Questo vecchio papa legge il Sinodo e sogna. E molti di noi invece vorremmo che disponesse, decidesse, chiudesse i troppi processi aperti. I cattolici non sono abituati a una Chiesa dalle domande aperte e dalle aspettative disattese che ci consegna questo papa. Un uomo nato nel 1936, diventato prete a trentatré anni e vescovo di Roma a settantasette anni, e che viene dall’altra parte del mondo. E’ più amazzonico che romano! Ma per grazia di Dio da sette anni combatte per una Chiesa povera e dei poveri, per una Chiesa non clericale e non abusante. E lo fa avviando processi in cui si lascia coinvolgere. Non sempre corre come molti vorrebbero, ma nemmeno arresta il passo di chi corre. Come ha scritto Stefano Sodaro, Roma non locuta, causa non finita.

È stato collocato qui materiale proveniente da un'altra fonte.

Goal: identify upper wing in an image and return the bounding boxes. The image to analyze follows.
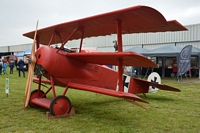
[66,52,157,68]
[23,6,187,45]
[67,83,148,103]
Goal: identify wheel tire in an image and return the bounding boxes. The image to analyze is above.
[28,90,46,108]
[49,95,71,116]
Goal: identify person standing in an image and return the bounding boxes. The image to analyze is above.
[3,61,8,74]
[9,60,15,74]
[17,59,25,77]
[0,60,3,75]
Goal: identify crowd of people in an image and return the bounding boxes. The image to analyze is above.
[0,59,25,77]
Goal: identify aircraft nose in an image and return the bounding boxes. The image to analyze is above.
[35,46,56,76]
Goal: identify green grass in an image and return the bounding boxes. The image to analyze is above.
[0,68,200,133]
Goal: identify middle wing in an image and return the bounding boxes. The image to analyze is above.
[66,52,157,68]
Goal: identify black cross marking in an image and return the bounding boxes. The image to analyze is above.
[123,76,129,88]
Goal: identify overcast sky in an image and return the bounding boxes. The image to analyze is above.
[0,0,200,46]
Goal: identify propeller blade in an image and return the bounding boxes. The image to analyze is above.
[24,21,38,108]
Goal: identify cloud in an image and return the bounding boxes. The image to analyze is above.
[0,0,200,46]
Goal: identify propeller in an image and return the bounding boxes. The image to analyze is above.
[24,21,38,108]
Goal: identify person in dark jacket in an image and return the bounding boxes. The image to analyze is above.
[0,60,3,75]
[9,60,15,74]
[17,59,25,77]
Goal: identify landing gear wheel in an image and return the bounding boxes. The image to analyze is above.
[49,96,71,116]
[28,90,46,108]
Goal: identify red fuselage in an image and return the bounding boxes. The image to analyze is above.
[36,46,118,90]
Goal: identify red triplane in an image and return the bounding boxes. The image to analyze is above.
[23,6,187,116]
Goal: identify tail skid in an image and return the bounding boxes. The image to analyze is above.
[124,75,180,94]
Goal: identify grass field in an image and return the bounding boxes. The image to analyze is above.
[0,68,200,133]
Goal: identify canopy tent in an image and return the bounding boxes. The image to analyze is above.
[15,49,31,57]
[124,47,150,55]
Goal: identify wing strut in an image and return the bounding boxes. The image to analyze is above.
[116,20,124,92]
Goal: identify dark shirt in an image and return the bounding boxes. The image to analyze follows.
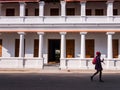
[95,56,103,71]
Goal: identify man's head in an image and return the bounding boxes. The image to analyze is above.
[96,52,101,56]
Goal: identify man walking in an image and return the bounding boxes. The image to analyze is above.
[90,52,104,82]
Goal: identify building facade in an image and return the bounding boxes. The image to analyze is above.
[0,0,120,69]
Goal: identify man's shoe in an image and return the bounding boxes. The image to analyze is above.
[99,80,104,82]
[90,76,93,81]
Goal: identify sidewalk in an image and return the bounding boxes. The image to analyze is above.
[0,69,120,73]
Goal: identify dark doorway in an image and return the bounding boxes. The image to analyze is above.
[48,39,60,63]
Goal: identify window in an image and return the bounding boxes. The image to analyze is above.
[95,9,104,16]
[6,8,15,16]
[86,9,92,16]
[0,39,2,57]
[66,8,75,16]
[35,8,39,16]
[50,8,59,16]
[34,39,39,57]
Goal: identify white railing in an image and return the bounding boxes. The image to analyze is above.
[0,16,120,24]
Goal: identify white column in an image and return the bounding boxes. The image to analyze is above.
[0,3,2,16]
[39,1,45,16]
[60,32,66,59]
[20,2,25,16]
[18,32,25,57]
[107,0,113,16]
[80,32,87,59]
[37,32,44,58]
[107,32,115,59]
[61,1,66,16]
[80,1,86,16]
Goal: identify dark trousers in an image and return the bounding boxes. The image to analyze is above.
[92,70,102,80]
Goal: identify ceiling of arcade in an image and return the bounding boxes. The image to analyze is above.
[0,0,120,2]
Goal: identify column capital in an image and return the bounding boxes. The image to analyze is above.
[39,1,45,5]
[60,32,67,35]
[17,32,25,35]
[106,32,115,35]
[80,0,87,4]
[60,1,66,4]
[80,32,87,35]
[37,32,45,35]
[19,2,26,5]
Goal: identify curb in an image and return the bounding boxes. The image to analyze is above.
[0,69,120,74]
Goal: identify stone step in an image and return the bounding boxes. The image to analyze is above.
[43,64,59,70]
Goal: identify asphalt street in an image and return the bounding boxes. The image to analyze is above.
[0,73,120,90]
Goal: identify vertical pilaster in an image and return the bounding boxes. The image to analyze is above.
[80,32,87,59]
[107,0,113,16]
[61,1,66,16]
[37,32,44,58]
[20,2,25,17]
[0,3,2,16]
[60,32,66,59]
[18,32,25,57]
[80,1,86,16]
[39,1,45,16]
[107,32,115,59]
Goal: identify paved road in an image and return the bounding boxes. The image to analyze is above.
[0,73,120,90]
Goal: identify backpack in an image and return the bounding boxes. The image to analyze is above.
[92,57,96,64]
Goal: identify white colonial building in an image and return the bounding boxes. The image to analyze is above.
[0,0,120,70]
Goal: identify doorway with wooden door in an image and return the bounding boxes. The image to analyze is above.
[85,39,94,58]
[48,39,60,64]
[66,39,75,58]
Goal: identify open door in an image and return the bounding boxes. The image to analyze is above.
[48,39,60,63]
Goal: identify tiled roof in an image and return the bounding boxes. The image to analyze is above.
[0,0,39,2]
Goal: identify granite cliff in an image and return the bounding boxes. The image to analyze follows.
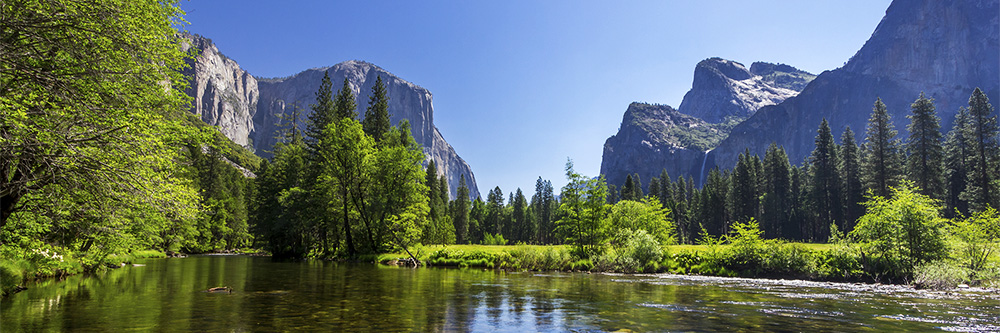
[181,34,260,148]
[184,35,479,199]
[601,58,814,186]
[709,0,1000,168]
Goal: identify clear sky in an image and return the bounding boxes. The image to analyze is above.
[181,0,889,197]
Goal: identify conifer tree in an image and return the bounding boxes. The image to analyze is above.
[840,126,865,227]
[760,142,792,237]
[305,72,338,150]
[807,118,844,241]
[906,92,945,199]
[362,75,392,142]
[944,108,972,217]
[450,175,470,244]
[861,99,903,198]
[963,88,1000,211]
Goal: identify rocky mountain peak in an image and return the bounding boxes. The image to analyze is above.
[679,58,798,123]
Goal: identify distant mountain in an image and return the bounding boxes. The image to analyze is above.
[184,35,479,199]
[601,58,815,186]
[709,0,1000,168]
[678,58,811,123]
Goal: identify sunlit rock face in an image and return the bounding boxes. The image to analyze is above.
[181,34,260,147]
[251,61,479,198]
[678,58,798,123]
[709,0,1000,168]
[601,58,815,186]
[183,35,479,198]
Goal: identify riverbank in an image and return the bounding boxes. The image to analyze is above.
[376,242,1000,289]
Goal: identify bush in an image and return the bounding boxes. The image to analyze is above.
[913,260,970,290]
[849,182,947,281]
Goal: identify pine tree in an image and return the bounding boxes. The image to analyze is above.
[906,92,945,199]
[840,126,865,228]
[861,99,903,198]
[760,142,792,237]
[362,75,392,141]
[944,108,972,217]
[962,88,1000,211]
[450,175,470,244]
[333,78,358,119]
[305,72,338,150]
[807,118,843,241]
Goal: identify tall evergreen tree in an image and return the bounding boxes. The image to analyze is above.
[944,108,972,217]
[906,92,945,199]
[333,78,358,120]
[305,72,338,150]
[840,126,864,232]
[963,88,1000,211]
[361,75,392,141]
[861,99,903,198]
[807,118,844,241]
[450,175,471,244]
[760,142,792,237]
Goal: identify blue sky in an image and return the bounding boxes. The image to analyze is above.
[181,0,889,196]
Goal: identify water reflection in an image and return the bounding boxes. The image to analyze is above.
[0,256,1000,332]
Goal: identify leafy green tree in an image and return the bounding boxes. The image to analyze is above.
[608,197,677,244]
[761,143,792,237]
[621,174,638,200]
[807,118,843,241]
[362,75,392,141]
[848,181,947,281]
[450,175,471,244]
[906,93,945,199]
[0,0,198,240]
[840,126,864,228]
[861,99,903,197]
[962,88,1000,211]
[556,160,610,257]
[944,108,972,217]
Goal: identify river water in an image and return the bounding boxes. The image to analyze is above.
[0,256,1000,333]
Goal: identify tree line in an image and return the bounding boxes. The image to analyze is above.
[609,88,1000,243]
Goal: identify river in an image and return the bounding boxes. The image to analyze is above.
[0,256,1000,333]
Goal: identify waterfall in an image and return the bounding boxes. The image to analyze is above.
[699,149,712,187]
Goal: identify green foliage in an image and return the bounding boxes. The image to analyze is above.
[608,197,677,245]
[849,182,947,281]
[556,161,610,258]
[951,208,1000,271]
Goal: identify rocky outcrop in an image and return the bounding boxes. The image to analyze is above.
[250,61,479,198]
[678,58,798,123]
[181,34,259,148]
[710,0,1000,168]
[601,58,813,186]
[601,103,720,189]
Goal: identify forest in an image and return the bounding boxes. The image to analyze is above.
[0,1,1000,294]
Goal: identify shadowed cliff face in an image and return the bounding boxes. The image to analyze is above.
[711,0,1000,168]
[181,35,260,147]
[251,61,479,198]
[185,35,479,198]
[601,58,813,186]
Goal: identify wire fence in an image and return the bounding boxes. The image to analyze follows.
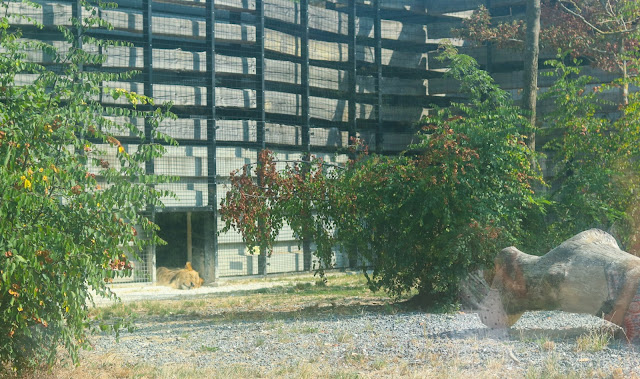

Davanti a Querida Amazonia ci sorprendiamo piccoli viri probati appagati da piccoli sogni clericali, mentre il papa sogna «comunità piene di vita», dove religiose e laici «assumano responsabilità importanti», dato che in Amazzonia (come un po’ ovunque) «non si tratta solo di favorire una maggiore presenza di ministri ordinati che possano celebrare l’Eucaristia»; in effetti, «questo sarebbe un obiettivo molto limitato». Al contrario, «abbiamo bisogno di promuovere l’incontro con la Parola e la maturazione nella santità attraverso vari servizi laicali». Il papa sogna una Chiesa marcatamente laicale, nella quale laici maturi siano dotati di autorità: perciò suggerisce ai vescovi (nella nota 136[3]) di applicare il can. 517 del codice di diritto canonico, ossia affidare «ad un diacono o ad una persona non insignita del carattere sacerdotale o ad una comunità di persone una partecipazione nell’esercizio della cura pastorale di una parrocchia». Niente male come sogno; chissà? forse non abbiamo tutto questo bisogno di preti – celibi o sposati che siano – ma di uomini e donne che annuncino il Vangelo e si prendano cura gli uni degli altri.
[1] Ossia, «essere idonei» e «riconosciuti [come idonei] dalla comunità», essere diaconi permanenti «fecondi» (aggettivo in realtà abbastanza ambiguo, che rinvia ad una sorta di valutazione qualitativa del diaconato svolto), e avere ricevuta una – non meglio precisata – «adeguta formazione al presbiterato».
[2] In verità, il Documento sinodale riporta l’espressione impropria «essere ordinati sacerdoti».
[3] Le note delle Esortazioni apostoliche sono sempre molto sorprendenti. Guai a saltare le note!